I suppose I choose my reading the same way I choose friends. Why spend time with someone you don't connect with at all? They might be authentic, 'real' people but there might be no connection. To find that connection that feels real and, in some senses, personal -- to me that's what all art is about. Whether it's a painting or a piece of music or a novel, it doesn't matter to me if it's objectively brilliant, what matters to me is that it speaks to me.

ruledbydirt
12-11-2014, 05:13 PM
I'm barely into the third volume so I hope I'm qualified to help. I'm pretty sure your referring to the Verdurins yes there awful but trust me when I say every other person you meet is miles above them.


Funnily enough there painter M. Biche comes back later as probably my favorite character. He and proust so far seem to have a pretty good friendship. Besides that in volume 2 he starts hanging out with a bunch of girls that seem nice enough and even kinda starts dating one.

That's all I needed to know really. yeah getting through all the stuff with the Verdurins' and Swann and Odette is just painful... but you've made me more optimistic.

tscherff
12-16-2014, 07:31 PM
i would suggest a different perspective. the book is about life and ones perception of life. the charcters are tools to portray different aspects of life. they are imperfect and rather thin. they are part of the retrospection of the protagonist. his understanding of them and rection to them are what makes him who he is.

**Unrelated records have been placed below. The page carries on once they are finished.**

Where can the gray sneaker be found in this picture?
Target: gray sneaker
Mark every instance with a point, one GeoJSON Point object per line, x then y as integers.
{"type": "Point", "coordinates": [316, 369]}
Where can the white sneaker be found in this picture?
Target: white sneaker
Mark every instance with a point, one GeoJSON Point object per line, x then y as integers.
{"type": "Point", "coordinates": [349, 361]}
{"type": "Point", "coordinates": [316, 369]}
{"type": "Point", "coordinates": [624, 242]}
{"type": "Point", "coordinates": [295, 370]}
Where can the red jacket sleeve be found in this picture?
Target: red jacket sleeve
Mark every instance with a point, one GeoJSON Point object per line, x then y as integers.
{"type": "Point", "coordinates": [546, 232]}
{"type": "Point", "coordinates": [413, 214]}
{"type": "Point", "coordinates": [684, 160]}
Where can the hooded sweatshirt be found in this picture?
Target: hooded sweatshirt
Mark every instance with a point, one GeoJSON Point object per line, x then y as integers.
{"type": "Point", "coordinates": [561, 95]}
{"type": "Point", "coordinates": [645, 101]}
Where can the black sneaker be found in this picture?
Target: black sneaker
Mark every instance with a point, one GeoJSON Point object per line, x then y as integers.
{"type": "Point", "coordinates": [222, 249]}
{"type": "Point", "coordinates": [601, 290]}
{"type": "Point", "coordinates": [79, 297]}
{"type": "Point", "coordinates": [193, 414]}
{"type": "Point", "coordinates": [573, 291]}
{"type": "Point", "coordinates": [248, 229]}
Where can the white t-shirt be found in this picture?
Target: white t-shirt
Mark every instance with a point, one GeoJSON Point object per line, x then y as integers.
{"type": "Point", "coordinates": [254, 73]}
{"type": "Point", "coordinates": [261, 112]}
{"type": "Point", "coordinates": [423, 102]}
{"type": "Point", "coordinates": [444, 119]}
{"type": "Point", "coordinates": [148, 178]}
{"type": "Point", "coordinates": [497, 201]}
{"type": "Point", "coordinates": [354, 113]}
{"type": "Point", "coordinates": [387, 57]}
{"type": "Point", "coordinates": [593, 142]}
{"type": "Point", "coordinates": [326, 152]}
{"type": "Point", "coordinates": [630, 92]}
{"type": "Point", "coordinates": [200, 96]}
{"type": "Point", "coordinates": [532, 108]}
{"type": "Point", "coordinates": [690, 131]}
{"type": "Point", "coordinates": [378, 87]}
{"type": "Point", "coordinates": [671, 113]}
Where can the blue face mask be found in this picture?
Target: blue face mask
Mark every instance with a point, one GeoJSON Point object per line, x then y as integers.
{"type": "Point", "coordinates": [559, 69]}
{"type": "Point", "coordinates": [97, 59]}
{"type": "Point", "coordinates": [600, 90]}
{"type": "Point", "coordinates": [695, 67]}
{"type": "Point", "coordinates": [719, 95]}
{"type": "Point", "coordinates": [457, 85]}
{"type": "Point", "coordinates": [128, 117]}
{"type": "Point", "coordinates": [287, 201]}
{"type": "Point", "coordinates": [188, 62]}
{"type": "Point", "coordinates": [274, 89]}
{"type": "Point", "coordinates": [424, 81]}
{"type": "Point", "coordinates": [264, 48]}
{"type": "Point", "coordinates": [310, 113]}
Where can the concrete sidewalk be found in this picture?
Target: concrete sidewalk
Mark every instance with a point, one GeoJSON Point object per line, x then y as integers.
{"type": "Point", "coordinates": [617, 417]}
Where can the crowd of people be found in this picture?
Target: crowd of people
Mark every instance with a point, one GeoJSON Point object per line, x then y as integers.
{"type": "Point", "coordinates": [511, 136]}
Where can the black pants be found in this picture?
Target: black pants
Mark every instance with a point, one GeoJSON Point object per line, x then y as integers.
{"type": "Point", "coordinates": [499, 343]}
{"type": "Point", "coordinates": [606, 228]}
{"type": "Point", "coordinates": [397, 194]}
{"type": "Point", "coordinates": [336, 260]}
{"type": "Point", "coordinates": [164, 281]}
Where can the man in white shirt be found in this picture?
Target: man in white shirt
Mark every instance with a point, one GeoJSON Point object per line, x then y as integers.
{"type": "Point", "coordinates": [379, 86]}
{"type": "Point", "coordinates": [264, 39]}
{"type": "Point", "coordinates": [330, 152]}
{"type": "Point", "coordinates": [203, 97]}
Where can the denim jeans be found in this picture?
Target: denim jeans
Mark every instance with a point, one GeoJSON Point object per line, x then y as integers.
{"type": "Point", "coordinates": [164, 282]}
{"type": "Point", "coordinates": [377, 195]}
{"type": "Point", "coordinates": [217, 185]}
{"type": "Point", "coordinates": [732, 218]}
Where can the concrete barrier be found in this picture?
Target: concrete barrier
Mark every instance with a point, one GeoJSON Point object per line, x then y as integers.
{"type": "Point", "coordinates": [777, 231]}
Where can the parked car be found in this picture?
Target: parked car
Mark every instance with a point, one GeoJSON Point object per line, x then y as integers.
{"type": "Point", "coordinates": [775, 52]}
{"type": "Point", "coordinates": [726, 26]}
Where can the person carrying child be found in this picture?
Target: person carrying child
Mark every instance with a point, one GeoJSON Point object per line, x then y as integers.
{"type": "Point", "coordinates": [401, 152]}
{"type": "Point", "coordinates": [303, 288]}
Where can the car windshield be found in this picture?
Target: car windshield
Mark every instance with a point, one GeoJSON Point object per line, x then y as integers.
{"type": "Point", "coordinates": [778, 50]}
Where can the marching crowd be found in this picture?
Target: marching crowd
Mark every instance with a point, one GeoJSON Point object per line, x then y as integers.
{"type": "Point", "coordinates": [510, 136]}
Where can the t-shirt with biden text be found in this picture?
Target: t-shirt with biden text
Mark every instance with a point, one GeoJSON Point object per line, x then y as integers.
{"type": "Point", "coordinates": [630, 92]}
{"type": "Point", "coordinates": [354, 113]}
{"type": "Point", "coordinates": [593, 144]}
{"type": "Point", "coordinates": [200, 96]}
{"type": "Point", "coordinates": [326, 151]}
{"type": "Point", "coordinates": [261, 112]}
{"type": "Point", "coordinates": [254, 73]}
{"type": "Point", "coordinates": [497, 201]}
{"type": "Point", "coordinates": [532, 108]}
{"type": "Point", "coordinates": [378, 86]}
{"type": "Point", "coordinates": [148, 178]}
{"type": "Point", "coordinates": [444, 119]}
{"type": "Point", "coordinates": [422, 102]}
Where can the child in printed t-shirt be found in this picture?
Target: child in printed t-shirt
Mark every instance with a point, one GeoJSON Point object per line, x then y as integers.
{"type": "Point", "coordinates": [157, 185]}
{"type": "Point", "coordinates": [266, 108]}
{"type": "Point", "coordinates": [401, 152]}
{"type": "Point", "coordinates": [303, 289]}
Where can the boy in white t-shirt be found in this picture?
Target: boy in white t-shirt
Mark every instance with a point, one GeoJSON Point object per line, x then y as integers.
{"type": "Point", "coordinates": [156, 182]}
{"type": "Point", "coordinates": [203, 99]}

stick with the book. it is amazing. it is about life and not about people.

Marbles
12-17-2014, 08:52 AM
I want to take this opportunity to ask about the English translations of In Search of Lost Time.

Which translation do you think is the best? Terence Kilmartin or Lydia Davis? Is there any other?

Lykren
12-17-2014, 02:12 PM
Marbles, just FYI, the 'Lydia Davis' translation is actually a group translation for which a different author did each volume, all under the auspices of editor Christopher Prendergast.

As for the others, there is only really one, the Moncrieff, but that has been revised twice, first by Kilmartin, and then by Enright, this last to keep up with the changes made in the French edition.

I'm reading the Enright revision (of the Kilmartin revision of the Moncrieff) of Swann's Way right now, and it is wonderful, but unfortunately I haven't read Prendergast's, so I don't know how they compare.

Marbles
12-17-2014, 03:04 PM
Marbles, just FYI, the 'Lydia Davis' translation is actually a group translation for which a different author did each volume, all under the auspices of editor Christopher Prendergast.

As for the others, there is only really one, the Moncrieff, but that has been revised twice, first by Kilmartin, and then by Enright, this last to keep up with the changes made in the French edition.

I'm reading the Enright revision (of the Kilmartin revision of the Moncrieff) of Swann's Way right now, and it is wonderful, but unfortunately I haven't read Prendergast's, so I don't know how they compare.

Thanks Lykren. I looked up Swann's Way and it was Lydia Davis's translation and I assumed, incorrectly, that she had translated all volumes. So I understand that there are are two sets of translations to choose from.